I beleive Bill studenmund is looking at similiar
patches for the MI zs driver.
3. If at all possible, I'd like to see The NetBSD foundation
running a publically available NTP sevice with in-kernel
PPS support. (i.e,. this patch). Preferably on an i386.
We already have one tentaive offer for an existing, well-located
NTP server.
NTP is carefully engineered to be very sensitive. If we can
get a high-stability server running and measure exactly what
its interrupt latency is, we can *prove* that NetBSD is as
least as good as itss competitors at certain highly
performance-sensitive appiclations. We can quote the latency
measured by NetBSD users with GPS clocks to anyone
who disparages NetBSD's interrupt performance.
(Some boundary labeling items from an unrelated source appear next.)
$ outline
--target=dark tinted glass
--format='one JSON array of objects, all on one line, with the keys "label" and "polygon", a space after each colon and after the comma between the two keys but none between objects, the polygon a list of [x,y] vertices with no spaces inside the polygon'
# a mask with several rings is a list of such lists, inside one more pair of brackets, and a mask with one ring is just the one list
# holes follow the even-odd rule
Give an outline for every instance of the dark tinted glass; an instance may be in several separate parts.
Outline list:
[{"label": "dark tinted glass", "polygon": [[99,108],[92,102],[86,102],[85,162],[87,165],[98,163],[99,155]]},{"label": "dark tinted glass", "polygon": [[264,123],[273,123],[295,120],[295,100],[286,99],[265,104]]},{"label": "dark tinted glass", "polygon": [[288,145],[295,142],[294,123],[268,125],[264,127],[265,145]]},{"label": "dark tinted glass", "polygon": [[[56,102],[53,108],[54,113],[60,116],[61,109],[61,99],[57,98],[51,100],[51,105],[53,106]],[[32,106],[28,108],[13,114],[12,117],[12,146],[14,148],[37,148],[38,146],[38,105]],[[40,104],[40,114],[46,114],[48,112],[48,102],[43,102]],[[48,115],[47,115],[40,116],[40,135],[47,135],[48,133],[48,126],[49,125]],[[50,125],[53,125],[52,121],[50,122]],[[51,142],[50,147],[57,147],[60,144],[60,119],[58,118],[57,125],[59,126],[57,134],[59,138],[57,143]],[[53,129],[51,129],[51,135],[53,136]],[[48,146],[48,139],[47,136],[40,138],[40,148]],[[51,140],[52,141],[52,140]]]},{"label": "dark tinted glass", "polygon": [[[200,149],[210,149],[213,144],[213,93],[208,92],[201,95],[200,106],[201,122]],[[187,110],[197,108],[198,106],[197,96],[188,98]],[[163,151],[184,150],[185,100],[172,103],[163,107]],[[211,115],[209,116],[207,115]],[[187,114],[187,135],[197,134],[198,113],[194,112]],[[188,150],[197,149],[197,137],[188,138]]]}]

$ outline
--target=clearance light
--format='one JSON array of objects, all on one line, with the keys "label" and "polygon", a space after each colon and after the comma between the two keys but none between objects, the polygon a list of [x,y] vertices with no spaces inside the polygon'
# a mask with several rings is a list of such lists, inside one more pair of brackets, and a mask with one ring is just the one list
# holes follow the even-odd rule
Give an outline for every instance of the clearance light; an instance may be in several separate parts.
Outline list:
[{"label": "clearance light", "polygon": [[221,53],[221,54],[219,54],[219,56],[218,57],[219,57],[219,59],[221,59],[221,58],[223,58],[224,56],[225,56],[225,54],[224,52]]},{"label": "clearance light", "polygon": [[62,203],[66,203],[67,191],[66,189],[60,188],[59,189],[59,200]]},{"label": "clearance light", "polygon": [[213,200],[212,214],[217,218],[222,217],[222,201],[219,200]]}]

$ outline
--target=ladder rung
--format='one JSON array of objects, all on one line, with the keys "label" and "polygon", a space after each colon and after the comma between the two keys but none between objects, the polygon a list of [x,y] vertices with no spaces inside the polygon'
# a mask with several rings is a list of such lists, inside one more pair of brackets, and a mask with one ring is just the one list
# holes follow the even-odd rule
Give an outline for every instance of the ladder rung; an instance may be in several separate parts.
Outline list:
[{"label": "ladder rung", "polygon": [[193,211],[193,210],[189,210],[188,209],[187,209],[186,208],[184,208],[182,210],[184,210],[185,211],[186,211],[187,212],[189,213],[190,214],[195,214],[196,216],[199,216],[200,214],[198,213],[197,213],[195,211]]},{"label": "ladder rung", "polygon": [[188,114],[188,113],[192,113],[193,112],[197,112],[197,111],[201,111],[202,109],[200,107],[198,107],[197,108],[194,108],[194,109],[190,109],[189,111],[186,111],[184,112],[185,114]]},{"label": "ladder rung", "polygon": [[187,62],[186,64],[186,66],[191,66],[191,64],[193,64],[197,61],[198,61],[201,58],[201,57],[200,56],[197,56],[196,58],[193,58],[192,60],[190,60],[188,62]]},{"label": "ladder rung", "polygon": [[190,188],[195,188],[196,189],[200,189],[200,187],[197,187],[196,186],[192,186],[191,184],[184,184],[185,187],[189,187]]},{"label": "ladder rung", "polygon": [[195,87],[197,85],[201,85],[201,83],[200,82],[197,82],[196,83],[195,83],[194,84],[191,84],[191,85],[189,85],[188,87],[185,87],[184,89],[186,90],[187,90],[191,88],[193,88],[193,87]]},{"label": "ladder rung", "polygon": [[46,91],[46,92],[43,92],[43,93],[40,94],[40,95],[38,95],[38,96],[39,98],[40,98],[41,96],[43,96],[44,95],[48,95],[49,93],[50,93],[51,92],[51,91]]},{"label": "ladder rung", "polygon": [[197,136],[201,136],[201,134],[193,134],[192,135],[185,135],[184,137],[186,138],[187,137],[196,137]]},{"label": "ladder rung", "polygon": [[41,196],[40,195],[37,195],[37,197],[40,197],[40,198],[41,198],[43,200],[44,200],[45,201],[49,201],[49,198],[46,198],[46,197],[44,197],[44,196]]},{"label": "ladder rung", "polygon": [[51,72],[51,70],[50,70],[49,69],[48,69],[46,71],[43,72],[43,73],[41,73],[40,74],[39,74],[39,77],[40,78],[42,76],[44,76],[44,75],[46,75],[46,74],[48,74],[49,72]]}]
It would be Cool. It would be a great aid in getting
really accurate timing measurements for performance tuning.
and so on.
4. I'd also like to add
#ifdef PPS_SYNC
hardpps(&sc->sc_dcd_timestamp, sc->sc_dcd_timestamp.tv_usec)
#endif
which is not quite the right semantics, but lets
anyone who wants turn on the in-kernel support for
disciplining the CPU real-time ckock directly from
the PPS signal. But this is entirely optional.
And another reminder: this has *absolutely nothing* to do with the
other concurrent thread, which is discussing speculative ways to
handle non-PPS clocks with, at best, an accuracy of a few tens of
milliseconds. With a good GPS clock, this code should be able to get
to under 10 microseconds. Please don't confuse the two any more.